Tickell's Blue Flycatcher
With the water-baths being completely quiet, we scoured the trees in the campus and were rewarded with a beautiful scarlet minivet couple and a bunch of plum headed parakeets. The male minivet had starry airs and refused to give us a good picture, while the female was far more approachable. I got a couple of decent pictures of her before she bid adieu. I headed further towards the gate and Vinayak, the excellent guide at OMH pointed out a Malabar Grey Hornbill really close in a nearby tree. I was so close that I could only get a close up of his face!

Malabar Grey Hornbill
Back to the (now) thinning crowd at the water-baths and the general mood was that of 'pack-up'. But like King Vikram, I gave up not and stood my little tripod against the barrier for that last ten minutes before I had to leave for Goa. And my faith was rewarded by a yellow-browed bulbul and Blyth's Reed warbler in quick succession to round off what finally was a pretty amazing visit. So many new bird species (for a beginner like me) and a brush with a predator were both special memories.
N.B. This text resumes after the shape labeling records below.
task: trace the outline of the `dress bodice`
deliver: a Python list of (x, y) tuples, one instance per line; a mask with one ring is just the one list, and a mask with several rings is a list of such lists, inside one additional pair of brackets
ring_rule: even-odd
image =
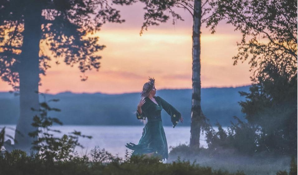
[(142, 114), (139, 114), (137, 110), (137, 117), (139, 119), (145, 120), (147, 117), (148, 122), (161, 120), (161, 111), (162, 109), (171, 116), (173, 127), (178, 123), (181, 114), (172, 105), (159, 96), (154, 97), (158, 105), (153, 102), (148, 97), (145, 98), (146, 102), (142, 106)]

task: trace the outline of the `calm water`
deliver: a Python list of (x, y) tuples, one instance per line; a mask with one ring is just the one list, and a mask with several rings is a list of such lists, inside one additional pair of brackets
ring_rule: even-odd
[[(15, 125), (6, 125), (13, 128)], [(3, 125), (0, 125), (0, 127)], [(62, 135), (74, 131), (80, 131), (82, 134), (91, 135), (91, 139), (80, 138), (79, 142), (84, 147), (76, 148), (79, 155), (85, 155), (90, 152), (95, 146), (98, 146), (101, 149), (115, 155), (118, 154), (123, 157), (125, 150), (124, 146), (127, 143), (132, 142), (137, 144), (143, 131), (143, 126), (82, 126), (66, 125), (54, 126), (52, 129), (60, 130), (61, 133), (55, 134), (57, 136)], [(179, 127), (173, 128), (171, 126), (164, 126), (168, 145), (175, 146), (180, 144), (188, 144), (190, 135), (190, 127)], [(6, 133), (12, 136), (14, 135), (14, 131), (7, 129)], [(206, 143), (204, 140), (204, 138), (201, 135), (201, 145), (206, 147)], [(129, 150), (130, 151), (130, 150)]]

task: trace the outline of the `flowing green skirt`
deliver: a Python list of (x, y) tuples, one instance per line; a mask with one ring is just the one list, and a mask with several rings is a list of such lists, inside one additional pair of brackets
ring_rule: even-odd
[(161, 160), (167, 159), (168, 144), (161, 121), (149, 121), (143, 129), (142, 137), (138, 144), (127, 144), (126, 147), (133, 150), (132, 156), (153, 153)]

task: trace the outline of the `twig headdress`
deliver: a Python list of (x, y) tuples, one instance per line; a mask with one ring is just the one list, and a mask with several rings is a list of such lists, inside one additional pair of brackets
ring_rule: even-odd
[(143, 91), (141, 93), (141, 96), (142, 97), (147, 97), (149, 95), (149, 93), (151, 91), (153, 87), (155, 85), (155, 79), (154, 78), (151, 78), (149, 77), (148, 82), (144, 84), (143, 86)]

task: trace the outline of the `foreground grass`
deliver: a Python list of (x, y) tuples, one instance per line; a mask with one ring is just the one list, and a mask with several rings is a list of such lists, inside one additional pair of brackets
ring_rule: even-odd
[(189, 161), (160, 162), (157, 158), (134, 157), (127, 160), (113, 158), (89, 160), (86, 157), (61, 161), (48, 160), (27, 156), (21, 151), (6, 153), (0, 158), (0, 174), (10, 175), (244, 175), (214, 170)]
[(191, 163), (195, 162), (214, 170), (227, 171), (231, 173), (241, 170), (247, 175), (275, 175), (280, 171), (284, 172), (282, 174), (286, 174), (285, 171), (287, 173), (290, 171), (291, 159), (288, 156), (242, 155), (232, 150), (212, 151), (200, 149), (191, 150), (189, 147), (184, 144), (172, 148), (168, 162), (175, 161), (178, 158)]

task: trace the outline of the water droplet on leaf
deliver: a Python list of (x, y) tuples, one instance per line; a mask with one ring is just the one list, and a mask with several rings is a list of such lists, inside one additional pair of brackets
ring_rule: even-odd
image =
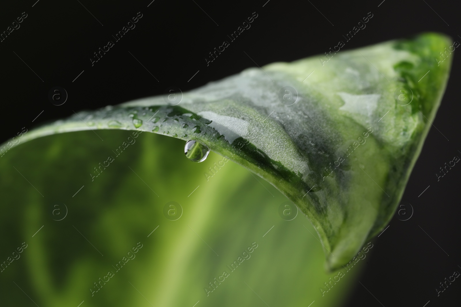
[(186, 143), (184, 146), (184, 153), (191, 161), (198, 162), (205, 161), (210, 153), (210, 150), (205, 145), (196, 141), (190, 140)]

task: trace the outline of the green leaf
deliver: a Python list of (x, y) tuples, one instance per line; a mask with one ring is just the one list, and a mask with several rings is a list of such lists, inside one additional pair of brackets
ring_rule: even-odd
[[(330, 307), (350, 293), (361, 262), (328, 290), (324, 283), (336, 275), (324, 272), (313, 227), (301, 213), (281, 219), (288, 200), (263, 180), (213, 152), (191, 162), (173, 138), (96, 132), (104, 141), (90, 131), (56, 134), (0, 158), (0, 264), (18, 258), (0, 270), (2, 304), (266, 306), (262, 299)], [(113, 161), (104, 163), (108, 156)], [(168, 219), (165, 206), (179, 212), (171, 202), (183, 212)], [(242, 262), (232, 271), (235, 261)], [(207, 293), (225, 271), (230, 276)]]
[(197, 140), (296, 203), (334, 270), (395, 211), (446, 86), (451, 58), (437, 59), (450, 45), (428, 33), (327, 61), (274, 63), (185, 93), (177, 105), (156, 97), (82, 112), (23, 139), (140, 127)]

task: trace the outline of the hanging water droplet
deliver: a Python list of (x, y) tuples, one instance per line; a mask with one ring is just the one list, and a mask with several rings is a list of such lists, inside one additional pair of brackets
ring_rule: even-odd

Definitely deserves a spot on the annual winter calendar!

Brown cheeked fulvetta

Emerald Dove

Scarlet Minivet Female

Yellow browed bulbul
Dandeli/Ganeshgudi trip guide

Getting there:
Dandeli town (and Kali Adventure Camp) is about 80 kms from Hubli, the nearest airport and big town. 
It is around 145 kms from Goa's Dabolim airport, the second closest air head.
Ganeshgudi is 20 kms from Dandeli on the Goa route.

Goa has flights from key cities around India, while Hubli has flights only from Bangalore and Mumbai.
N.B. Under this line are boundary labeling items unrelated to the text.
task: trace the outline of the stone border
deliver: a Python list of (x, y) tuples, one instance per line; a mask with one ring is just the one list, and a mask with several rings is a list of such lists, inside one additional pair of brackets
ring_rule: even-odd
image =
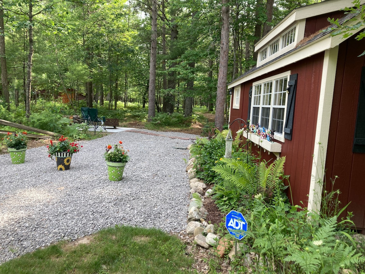
[[(191, 146), (190, 145), (188, 146), (188, 149)], [(191, 158), (186, 168), (190, 187), (190, 202), (188, 208), (186, 233), (188, 235), (194, 235), (194, 241), (199, 246), (207, 249), (211, 247), (216, 247), (218, 255), (220, 258), (223, 258), (226, 250), (230, 249), (228, 256), (231, 259), (234, 259), (234, 247), (231, 237), (227, 235), (226, 237), (220, 239), (218, 235), (214, 234), (214, 225), (208, 224), (205, 220), (209, 213), (204, 207), (204, 198), (211, 195), (213, 190), (210, 189), (205, 190), (207, 188), (207, 185), (203, 182), (195, 178), (196, 170), (194, 168), (194, 165), (196, 161), (195, 158)], [(197, 194), (199, 199), (193, 197), (194, 193)], [(241, 245), (239, 243), (238, 253), (240, 251)]]

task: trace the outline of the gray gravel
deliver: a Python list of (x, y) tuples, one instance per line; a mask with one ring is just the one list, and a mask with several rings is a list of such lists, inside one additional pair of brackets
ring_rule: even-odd
[[(145, 131), (150, 131), (145, 130)], [(186, 138), (176, 132), (158, 134)], [(123, 142), (131, 159), (120, 182), (108, 178), (108, 144)], [(189, 190), (184, 159), (192, 140), (122, 132), (80, 142), (69, 170), (57, 170), (45, 147), (25, 163), (0, 155), (0, 263), (61, 240), (74, 240), (116, 224), (166, 232), (186, 228)]]

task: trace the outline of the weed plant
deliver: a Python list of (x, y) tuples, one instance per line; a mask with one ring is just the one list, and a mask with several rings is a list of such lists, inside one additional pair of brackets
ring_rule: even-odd
[[(202, 139), (192, 151), (200, 165), (201, 174), (206, 176), (203, 179), (213, 179), (213, 198), (218, 207), (223, 211), (236, 209), (246, 217), (248, 229), (242, 240), (246, 248), (231, 264), (233, 271), (337, 274), (350, 269), (364, 273), (365, 256), (345, 228), (354, 226), (349, 213), (338, 221), (347, 206), (339, 206), (339, 192), (334, 189), (334, 181), (330, 190), (323, 192), (321, 212), (292, 206), (285, 192), (284, 180), (288, 182), (283, 172), (285, 158), (268, 165), (251, 156), (245, 157), (247, 152), (240, 151), (233, 152), (234, 159), (221, 157), (213, 162), (218, 157), (212, 144), (219, 140)], [(219, 146), (224, 147), (224, 142), (217, 144), (217, 149)], [(215, 175), (204, 169), (208, 168)], [(220, 180), (215, 180), (218, 176)], [(326, 190), (325, 181), (319, 183)], [(223, 236), (227, 232), (218, 229), (217, 233)]]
For cars from Hubli to Dandeli, you can book with Mr. Paul Terant on + 91 9945142781. It is approximately Rs. 3700 for the trip.

The key decision is whether to stay in Dandeli Or Ganeshgudi. For safaris and a shot at the Black Panther, Dandeli is a better option while Ganeshgudi is clearly the superior birding destination.
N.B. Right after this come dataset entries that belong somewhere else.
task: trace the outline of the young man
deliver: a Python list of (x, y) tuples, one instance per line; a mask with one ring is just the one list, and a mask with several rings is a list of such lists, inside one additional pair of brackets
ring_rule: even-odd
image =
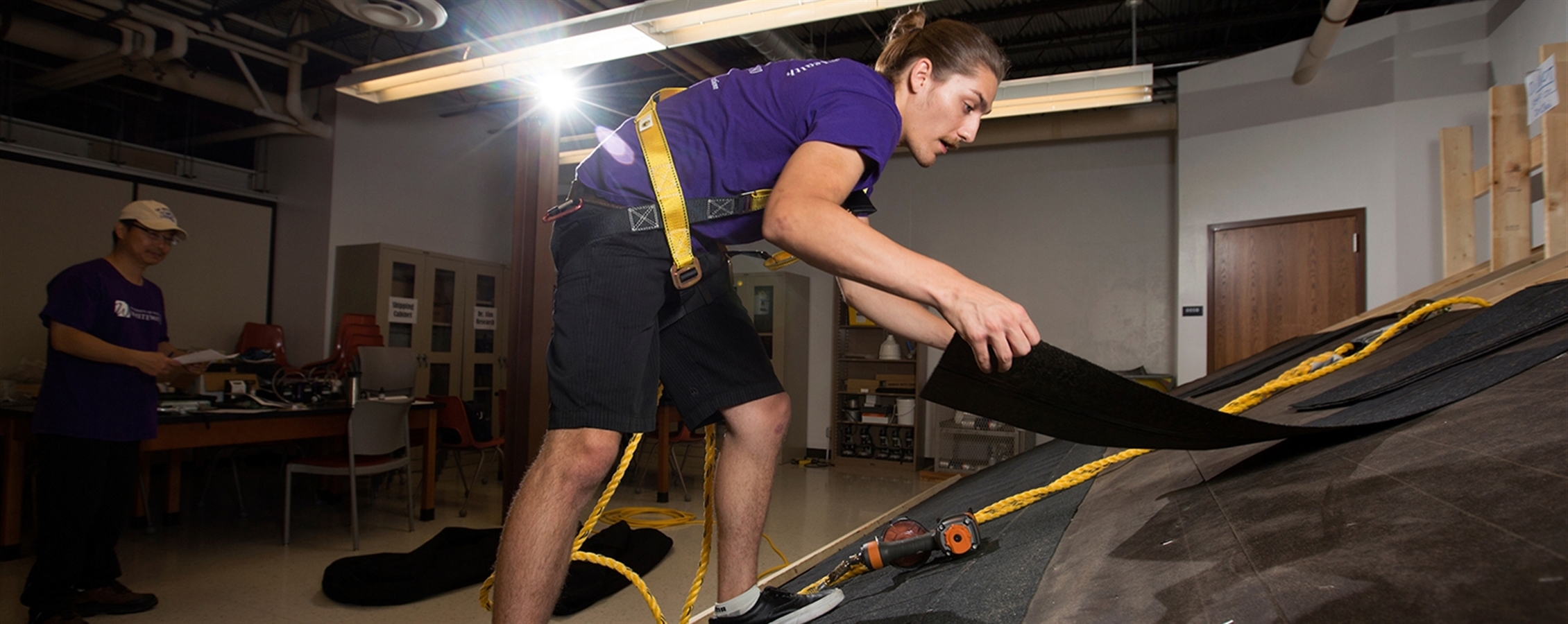
[[(875, 71), (848, 60), (731, 71), (662, 99), (657, 119), (644, 108), (579, 166), (582, 207), (552, 237), (550, 431), (506, 517), (494, 621), (549, 618), (582, 511), (621, 434), (654, 428), (660, 381), (690, 426), (726, 425), (712, 621), (795, 624), (842, 600), (837, 590), (808, 597), (756, 586), (790, 403), (729, 288), (723, 245), (765, 238), (839, 276), (850, 303), (892, 332), (946, 346), (958, 331), (982, 368), (993, 353), (1007, 368), (1040, 342), (1024, 309), (873, 230), (869, 202), (847, 204), (875, 185), (895, 146), (930, 166), (972, 141), (1005, 72), (983, 33), (925, 25), (916, 9), (894, 24)], [(690, 237), (655, 201), (670, 198), (660, 187), (671, 179), (687, 198)], [(745, 193), (762, 188), (771, 194), (757, 210)], [(682, 265), (682, 248), (699, 271)]]
[(143, 276), (185, 230), (168, 205), (135, 201), (119, 212), (114, 251), (61, 271), (39, 312), (49, 359), (33, 437), (38, 444), (38, 560), (22, 604), (28, 622), (72, 624), (158, 604), (127, 590), (114, 544), (130, 517), (141, 441), (158, 434), (158, 376), (171, 356), (163, 292)]

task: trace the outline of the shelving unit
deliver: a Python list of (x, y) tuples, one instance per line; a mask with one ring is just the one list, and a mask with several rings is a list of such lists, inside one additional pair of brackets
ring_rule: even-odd
[[(878, 359), (878, 350), (887, 337), (887, 329), (877, 325), (850, 325), (850, 310), (842, 293), (834, 288), (834, 340), (833, 340), (833, 463), (845, 467), (870, 467), (894, 470), (917, 470), (925, 458), (925, 420), (920, 384), (925, 383), (925, 367), (919, 350), (911, 353), (909, 342), (895, 336), (905, 357)], [(875, 387), (866, 392), (850, 392), (848, 379), (878, 379), (903, 376), (913, 379), (913, 387)], [(900, 398), (913, 403), (898, 411)], [(869, 422), (861, 412), (873, 401), (872, 409), (892, 406), (894, 417), (887, 423)]]
[(980, 419), (980, 425), (936, 423), (936, 470), (971, 473), (1035, 447), (1035, 434)]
At Dandeli, Kali Adventure Camp offers typical Jungle Lodges hospitality - comfortable but not fancy accommodation and excellent food! The stay package includes one safari and a coracle ride every day.

At Ganeshgudi, the avid birder need look no further than the Old Magazine House - again typical Jungle Lodges. Definitely not fancy, but comfortable and fabulously located.

Check both options at

There are also a couple of other near Ganeshgudi, both proper 'resorts' with their own birding and naturalists - The Hornbill River Resort ( - +91 98806 83323) comes highly recommended for the accommodation and facilities.

The Bison River Resort is near the Hornbill and is the other private resort in the area - (

As with other forests in Karnataka, Jungle Lodges run jeep safaris into the forest. The cost of a safari is included in the stay package while additional safaris can be arranged at a cost. 

There is obviously a lot of birding around the forest area with every resort having their own naturalists and birding experts. The Old Magazine House is a sure-shot bird magnet, but Hornbill also has some very skilled birders.

Other Activities:
Rafting: The Kali river is a very popular rafting choice with rapids up to level 3, so beginners too can have a real thrill. All the resorts can arrange for rafting
Coracle rides - peaceful river rides in these little round coracles help round off a really nice morning or afternoon activity, not to mention an opportunity to see some birds at the river bank
Treks and rock climbing - Hornbill offers both options for their guests

Other tips:
If you're staying at Jungle Lodges, please make sure you inform them of your safari plans well in advance, they don't always account for everyone in the resort wanting to go on a safari.

The camera charge for big lenses (400mm?) up is a steep Rs.1000 per safari, so factor that into your plans. A 300mm apparently has no charge, so it's all a bit random as with most such rules. This is only for the Jeep safaris and not for the birding.